ただ、ここ最近の宮崎作品は、前作「風立ちぬ」は例外として、理屈では説明のつかないエクストリームな世界観が突き詰められており、本作も例にもれず。宮崎駿の脳内が生み出した摩訶不思議なテイストが前面に出た作品となっている。そこが人によっては難解で取っ付きにくいと思われるかもしれない。
そんな中、個人的に印象に残ったのは、ポスターにもなっているアオサギのユーモラスな造形だった。鳥のようでもあり人のようでもあり、得体のしれない不気味さも相まって強烈な存在感を放っている。最初は眞人と対立しているのだが、一緒に冒険をするうちに徐々に相棒のようになっていく所が面白い。
また、終盤の大叔父との邂逅シーンには、「2001年宇宙の旅」のような超然とした魅力を感じた。宇宙の誕生と終焉を思わせるビジュアルも凄まじいが、何より”あの石”に”モノリス”的な何かが想起されてしまい圧倒された。
他に、魂と思しき不思議な形をしたクリーチャーが天に向かって飛んでいくシーンの美しさも印象に残った。しかも、ただ美しいだけでなく、魂たちの向かう先には過酷なサバイバルが待ち受けている。これを輪廻転生のメタファーと捉えれば、生まれ変われぬまま朽ち果てていく魂もいるというわけで、その哀れさには切なさを禁じ得ない。
このように本作はファンタジックな世界に入る中盤あたりから、常識の範疇では理解できないような現象やビジュアルが頻出するので、ついていけない人にはまったくついていけないだろう。
なぜトリなのか?なぜ女中と亡き母親の容姿が変わったのか?なぜ積木なのか?等々。挙げたらきりがないくらい多くの謎が残る。

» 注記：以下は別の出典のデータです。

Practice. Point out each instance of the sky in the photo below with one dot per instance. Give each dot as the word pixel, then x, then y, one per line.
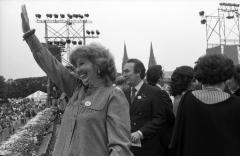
pixel 173 27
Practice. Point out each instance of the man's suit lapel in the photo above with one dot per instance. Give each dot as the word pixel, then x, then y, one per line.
pixel 127 94
pixel 136 103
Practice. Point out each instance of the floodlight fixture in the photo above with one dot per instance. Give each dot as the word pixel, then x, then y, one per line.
pixel 97 32
pixel 79 15
pixel 88 32
pixel 86 15
pixel 50 42
pixel 75 15
pixel 55 15
pixel 203 21
pixel 38 15
pixel 69 16
pixel 201 13
pixel 68 41
pixel 49 15
pixel 230 17
pixel 74 42
pixel 80 42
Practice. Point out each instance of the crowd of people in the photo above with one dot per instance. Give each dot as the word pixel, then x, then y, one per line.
pixel 15 113
pixel 139 117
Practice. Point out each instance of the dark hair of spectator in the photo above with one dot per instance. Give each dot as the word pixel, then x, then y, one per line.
pixel 154 73
pixel 99 56
pixel 236 74
pixel 213 69
pixel 138 67
pixel 181 79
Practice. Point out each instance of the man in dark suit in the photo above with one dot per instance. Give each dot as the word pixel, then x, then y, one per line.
pixel 150 113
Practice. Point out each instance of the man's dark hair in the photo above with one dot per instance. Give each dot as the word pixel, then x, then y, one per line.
pixel 213 69
pixel 236 74
pixel 138 67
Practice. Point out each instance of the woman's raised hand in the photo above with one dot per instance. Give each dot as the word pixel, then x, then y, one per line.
pixel 25 20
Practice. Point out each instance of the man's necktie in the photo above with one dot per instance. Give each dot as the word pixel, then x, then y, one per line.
pixel 133 91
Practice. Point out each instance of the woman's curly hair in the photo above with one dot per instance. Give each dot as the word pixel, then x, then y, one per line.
pixel 181 79
pixel 99 56
pixel 213 69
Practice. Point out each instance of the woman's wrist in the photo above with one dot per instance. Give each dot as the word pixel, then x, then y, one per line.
pixel 28 33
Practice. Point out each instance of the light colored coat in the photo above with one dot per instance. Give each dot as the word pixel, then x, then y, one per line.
pixel 96 122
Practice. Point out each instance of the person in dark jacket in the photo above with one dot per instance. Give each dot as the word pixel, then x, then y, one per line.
pixel 150 113
pixel 207 122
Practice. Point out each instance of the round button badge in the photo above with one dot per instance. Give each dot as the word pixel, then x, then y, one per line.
pixel 87 103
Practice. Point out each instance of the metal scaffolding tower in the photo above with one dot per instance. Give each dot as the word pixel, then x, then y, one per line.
pixel 222 28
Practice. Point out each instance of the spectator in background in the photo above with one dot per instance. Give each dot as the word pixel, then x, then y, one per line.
pixel 233 83
pixel 150 113
pixel 207 122
pixel 181 81
pixel 121 83
pixel 155 76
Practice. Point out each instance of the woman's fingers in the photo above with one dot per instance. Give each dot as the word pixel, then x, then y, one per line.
pixel 25 20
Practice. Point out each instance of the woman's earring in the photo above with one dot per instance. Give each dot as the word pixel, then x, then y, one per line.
pixel 98 71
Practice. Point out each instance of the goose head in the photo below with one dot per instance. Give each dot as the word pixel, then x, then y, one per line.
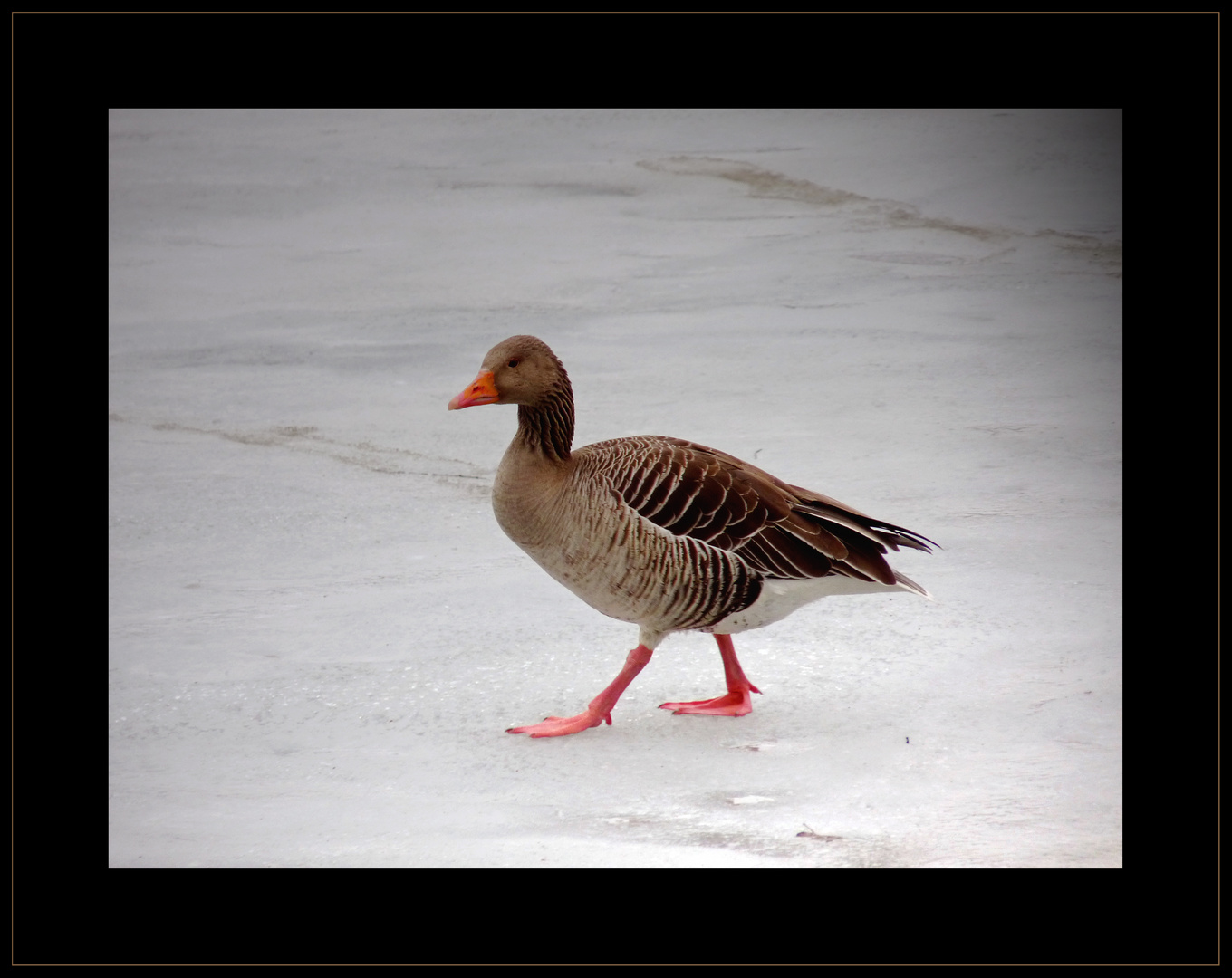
pixel 520 369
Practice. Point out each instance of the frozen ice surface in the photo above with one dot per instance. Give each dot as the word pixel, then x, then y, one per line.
pixel 318 633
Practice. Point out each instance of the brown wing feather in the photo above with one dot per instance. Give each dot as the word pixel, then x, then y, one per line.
pixel 780 530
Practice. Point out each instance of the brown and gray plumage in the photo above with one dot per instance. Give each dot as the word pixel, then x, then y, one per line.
pixel 667 533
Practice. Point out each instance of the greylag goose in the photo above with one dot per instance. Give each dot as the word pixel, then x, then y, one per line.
pixel 666 533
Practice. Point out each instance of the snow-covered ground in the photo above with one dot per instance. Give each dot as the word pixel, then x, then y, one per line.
pixel 318 633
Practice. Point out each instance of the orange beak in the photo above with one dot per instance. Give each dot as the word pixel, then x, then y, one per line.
pixel 483 390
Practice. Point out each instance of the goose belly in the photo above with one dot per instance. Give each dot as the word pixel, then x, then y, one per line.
pixel 630 570
pixel 781 597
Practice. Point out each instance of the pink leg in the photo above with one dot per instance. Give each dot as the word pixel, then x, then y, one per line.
pixel 601 707
pixel 736 701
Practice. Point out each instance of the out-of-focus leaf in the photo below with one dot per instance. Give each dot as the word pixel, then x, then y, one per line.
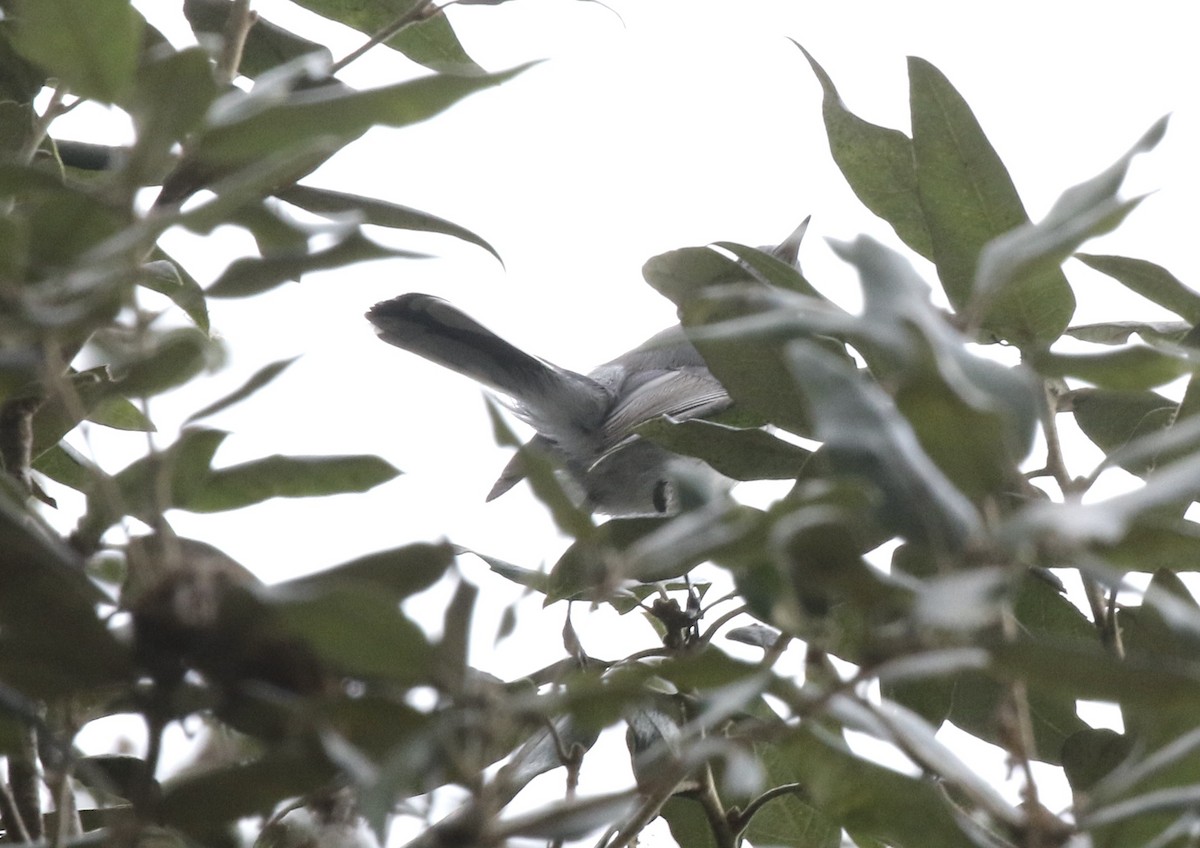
pixel 40 660
pixel 877 163
pixel 355 629
pixel 862 797
pixel 429 40
pixel 168 277
pixel 282 476
pixel 256 127
pixel 735 452
pixel 539 469
pixel 171 96
pixel 259 379
pixel 1152 282
pixel 95 54
pixel 1128 368
pixel 88 395
pixel 204 803
pixel 381 212
pixel 864 437
pixel 267 43
pixel 1037 251
pixel 1119 332
pixel 1114 419
pixel 969 199
pixel 399 571
pixel 250 275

しかし、だからと言って本作がつまらないとは言いたくない。個人的には、その謎めいた所も含めて大変刺激的な2時間を過ごすことができた。
ちなみに、もう一つ本作を観て連想したものがある、それはバーネットの児童小説「秘密の花園」である。これも何度か映画化されており、自分は1993年に製作された作品を観たことがあるが、本作との共通点が幾つか見られて興味深かった。例えば、主人公が親を災害で亡くしたこと。トリに導かれて秘密の場所へ引き寄せられる展開。大叔父もとい叔父がキーマンになっていること等、共通する点が幾つか見つかった。
キャストについては概ね好演していたように思った。ただ、一部で違和感を持った人がいたのは残念である。ジブリはこれまでも俳優や歌手、タレントを積極的に起用し上手くハマるパターンもあったが、今回はそうとも言い切れない。
尚、本作は公開前に宣伝をまったくしなかったことでも話題になった。ジブリともなればタイアップやCMは引く手数多だろうが、敢えてそれをしなかった鈴木敏夫プロデューサーの手腕は大胆にもほどがある。もちろん宮崎駿のネームバリューのなせる業なのだが、この逆転の発想は革新的と言えるのではないだろうか。今の時代、全く情報なしで映画を観る機会はそうそう無いわけで、貴重な映画体験をさせてもらった。